Haldia, Oct. 7: Nobody believes that India will be a serious contender at the Beijing 2008 Olympics. But the country is sculpting its signature on China’s preparations for the games by becoming one of the main exporters of iron ore being used to construct stadiums at the Olympic venues.

The iron ore consignments are heading to China in ships from Haldia port, whose management believes the bonanza will help it financially for years to come.

The construction work has sparked an increase in demand for the ore. “China is importing large amounts of both low-grade and high-grade iron ore for the construction of galleries and other massive structures at the stadium sites. This has resulted in an increase in export,” Subroto Ghosh, general manager, operations (cargo handling), said.
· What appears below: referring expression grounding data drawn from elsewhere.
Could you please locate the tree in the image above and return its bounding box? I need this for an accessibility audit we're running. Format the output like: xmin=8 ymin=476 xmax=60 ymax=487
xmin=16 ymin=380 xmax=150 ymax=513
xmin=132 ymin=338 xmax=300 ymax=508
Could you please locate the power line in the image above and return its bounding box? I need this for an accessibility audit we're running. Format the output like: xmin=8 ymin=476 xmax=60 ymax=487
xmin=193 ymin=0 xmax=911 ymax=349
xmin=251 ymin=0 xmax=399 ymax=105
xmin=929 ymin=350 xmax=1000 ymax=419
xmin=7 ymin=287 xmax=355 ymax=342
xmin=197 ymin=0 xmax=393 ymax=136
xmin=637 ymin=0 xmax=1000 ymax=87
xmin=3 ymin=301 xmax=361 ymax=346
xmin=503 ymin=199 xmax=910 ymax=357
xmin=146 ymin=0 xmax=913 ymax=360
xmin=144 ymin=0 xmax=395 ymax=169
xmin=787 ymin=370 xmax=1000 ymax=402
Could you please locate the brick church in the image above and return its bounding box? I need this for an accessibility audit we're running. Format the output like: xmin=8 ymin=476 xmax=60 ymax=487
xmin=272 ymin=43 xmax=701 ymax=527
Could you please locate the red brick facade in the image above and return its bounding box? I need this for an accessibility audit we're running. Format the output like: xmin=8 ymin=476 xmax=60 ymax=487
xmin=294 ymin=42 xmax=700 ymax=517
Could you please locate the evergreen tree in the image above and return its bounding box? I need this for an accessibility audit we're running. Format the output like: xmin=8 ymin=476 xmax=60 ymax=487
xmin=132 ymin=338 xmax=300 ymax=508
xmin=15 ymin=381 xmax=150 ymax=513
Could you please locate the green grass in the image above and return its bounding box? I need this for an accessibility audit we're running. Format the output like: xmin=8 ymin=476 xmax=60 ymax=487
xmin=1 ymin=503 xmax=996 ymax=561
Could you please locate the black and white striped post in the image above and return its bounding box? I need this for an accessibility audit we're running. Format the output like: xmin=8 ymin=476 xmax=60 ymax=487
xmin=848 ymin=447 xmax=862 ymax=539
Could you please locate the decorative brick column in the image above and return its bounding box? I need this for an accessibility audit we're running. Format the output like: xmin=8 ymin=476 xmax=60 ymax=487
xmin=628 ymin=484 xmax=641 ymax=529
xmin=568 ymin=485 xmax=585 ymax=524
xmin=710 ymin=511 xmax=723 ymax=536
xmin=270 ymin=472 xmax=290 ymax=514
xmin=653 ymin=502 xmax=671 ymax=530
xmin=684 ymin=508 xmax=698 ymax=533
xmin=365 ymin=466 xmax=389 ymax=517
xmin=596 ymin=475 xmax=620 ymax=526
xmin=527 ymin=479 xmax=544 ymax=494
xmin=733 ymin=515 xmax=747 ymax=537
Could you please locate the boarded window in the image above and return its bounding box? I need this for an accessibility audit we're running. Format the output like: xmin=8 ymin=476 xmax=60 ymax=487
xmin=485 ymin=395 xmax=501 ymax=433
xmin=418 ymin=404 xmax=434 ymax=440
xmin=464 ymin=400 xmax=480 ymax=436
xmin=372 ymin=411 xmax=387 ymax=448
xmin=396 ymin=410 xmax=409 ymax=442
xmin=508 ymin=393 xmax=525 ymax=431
Port authorities had feared a loss of nearly Rs 220-250 crore following Indian Oil Corporation’s decision to import crude oil through a pipeline via Paradip instead of the regular route through Haldia port. This would have led to a 30 per cent decrease in cargo traffic. The Olympics has thus come as a godsend for the port.

“There is an increase of 23 per cent in the export of iron ore in the present financial year. Till September this year, we have already exported 1.78 million tons of ore,” Amal Dutta, administrative manager of Haldia port, said.
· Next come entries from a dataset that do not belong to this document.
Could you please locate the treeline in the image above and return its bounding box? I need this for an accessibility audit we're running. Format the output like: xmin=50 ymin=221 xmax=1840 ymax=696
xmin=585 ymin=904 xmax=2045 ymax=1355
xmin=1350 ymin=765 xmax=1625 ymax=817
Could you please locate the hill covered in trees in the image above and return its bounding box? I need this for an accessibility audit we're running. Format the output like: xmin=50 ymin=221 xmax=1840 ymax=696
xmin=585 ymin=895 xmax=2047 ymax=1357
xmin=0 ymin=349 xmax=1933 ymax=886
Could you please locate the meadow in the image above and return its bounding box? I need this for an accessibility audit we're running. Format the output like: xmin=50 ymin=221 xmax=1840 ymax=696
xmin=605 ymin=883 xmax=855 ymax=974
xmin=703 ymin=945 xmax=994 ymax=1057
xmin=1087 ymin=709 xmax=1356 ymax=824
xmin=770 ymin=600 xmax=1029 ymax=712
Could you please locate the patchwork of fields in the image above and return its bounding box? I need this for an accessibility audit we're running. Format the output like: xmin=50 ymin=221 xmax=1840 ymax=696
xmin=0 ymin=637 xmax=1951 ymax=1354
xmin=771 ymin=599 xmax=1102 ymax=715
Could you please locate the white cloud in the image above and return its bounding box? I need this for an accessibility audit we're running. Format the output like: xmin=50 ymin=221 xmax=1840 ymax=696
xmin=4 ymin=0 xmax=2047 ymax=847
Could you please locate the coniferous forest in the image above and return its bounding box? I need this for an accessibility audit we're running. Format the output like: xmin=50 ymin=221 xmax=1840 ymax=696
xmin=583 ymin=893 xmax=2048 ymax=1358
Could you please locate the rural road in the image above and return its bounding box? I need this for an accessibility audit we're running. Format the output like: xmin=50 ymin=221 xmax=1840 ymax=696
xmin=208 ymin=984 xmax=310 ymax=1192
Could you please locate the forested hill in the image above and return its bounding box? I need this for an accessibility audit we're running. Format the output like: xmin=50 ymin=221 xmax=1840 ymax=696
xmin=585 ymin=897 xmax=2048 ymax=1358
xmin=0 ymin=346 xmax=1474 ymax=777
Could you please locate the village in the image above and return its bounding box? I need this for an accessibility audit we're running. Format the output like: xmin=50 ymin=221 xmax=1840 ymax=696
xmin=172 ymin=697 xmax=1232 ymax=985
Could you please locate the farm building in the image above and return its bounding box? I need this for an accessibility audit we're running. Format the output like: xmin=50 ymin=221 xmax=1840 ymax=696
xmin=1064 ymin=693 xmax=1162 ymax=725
Ghosh said Haldia port was closing the gap on other major Indian ports after getting orders from Asian countries, including China.

“China used to import 1.3 crore tons of iron ore each year, but the coming year may see an increase of nearly 100 per cent. Previously, they used to prefer the ports at Vizag and Paradip, but in recent times they are concentrating more on Haldia. This is mainly due to the decrease in price of about Rs 500 per ton of ore as the distance between the mines and the port is comparatively less than that of the others,” he added.

The ore mainly comes from the mines at Barbil and Noamundi in Orissa. Since the distance between Haldia and the mining areas is less than in the case of Vizag and Paradip, the transport cost is consequently less.

Dutta said Haldia was also handling cargo other than iron ore.

“We are trying to upgrade the system of loading the merchandise from the trains to the ship and are already working on advanced techniques. At present, we are using berths 3 and 4B for loading. Earlier, only berth 3 was in use,” Ghosh said.

“The increase of the volume of export has prompted us to use one more berth. In addition to that, another berth is being mechanised so that goods can directly be loaded from the trains to the ship,” he added.